Question about ESS/LSP mode

heathersuzanne · Feb 25, 2014

Hello,

We have a main hub site (CM5.2), backed up by an ESS in another country. Our remote locations are also outfitted with LSP capability, and hang off the hub site. The failover setup is that all phones register to the main procr, then failover to ESS mode in the event of an issue at the hub, and then if the phones can't get to the ESS either, they fail over to the local LSPs to do their thing.

We have about 4500 phones in about 6 countries.

Let's say hypothetically, the phones fail over to ESS or LSP mode because of some networlk issue at the main site. After the network becomes stable, we initiate a process to being the phones back to the main hub. How long (in minutes) would you expect it to take for the phones to all go back to the hub?

Currently, our phones are taking about 10-15 minutes to go back, and I feel that this is longer than I would have thought. Please let me knwo your experiences...thanks!
Heather

smokinjoe2938 · Feb 25, 2014

what are you recovery rules set at?

acss sme acis sme acss cm 5.2.1 acss cm and cmm acss aura messaging.

Mitch672 · Feb 25, 2014

Normally, the LSP's and the ESS are registered to the MAIN site. 10-15 minutes is probably about right.

You can control the remote sites, by how the "gatekeeper" list is setup in each remote media gateway.
you need to check the MGC list ("show mgc list"), in each media gateway.. would normally be main site PE (Processor Ethernet), or CLANs (CLANs are better if your ESS takes over your main sites G650s, if you have G650's at the main site), then you would list the ESS (again, if you are using CLANs, not needed), then lastly would be the local LSPs IP.
really what triggers the failover/failback is the remote gateway registration.

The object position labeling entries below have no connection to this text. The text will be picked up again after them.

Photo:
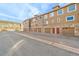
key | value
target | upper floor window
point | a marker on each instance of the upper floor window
(70, 18)
(45, 17)
(52, 14)
(60, 12)
(72, 8)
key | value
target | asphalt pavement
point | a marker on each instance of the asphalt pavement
(12, 44)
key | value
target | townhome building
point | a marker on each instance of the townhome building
(61, 20)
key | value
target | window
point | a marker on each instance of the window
(70, 18)
(60, 12)
(45, 17)
(72, 8)
(46, 22)
(52, 14)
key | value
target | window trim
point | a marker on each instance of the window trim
(62, 12)
(51, 13)
(72, 10)
(70, 20)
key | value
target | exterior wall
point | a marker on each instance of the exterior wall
(9, 26)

You can also control the failback of the ESS as well, sometimes they are manual ("get forced takeover port-network x"), depends on how you have it setup.

Mitch

AVAYA Certified Expert

heathersuzanne · Feb 25, 2014

Hi Guys,

Thank you for the feedback! The timer is set to wait an hour before it will try to fail back - and that works perfectly. But once the process starts, I guess I just thought the phones would move back to the main hub site faster. After the hour is up and the network has been stable for an hour, the phones that had re-registered to the ESS or the LSPs start looking for their original 'home base' and it takes longer than expected. But from what you mention, this is normal....

Guess I cant have it all

Heather

smokinjoe2938 · Feb 25, 2014

As Mitch672 stated, if you are sure the wan link is stable then just do a get forced taker over command.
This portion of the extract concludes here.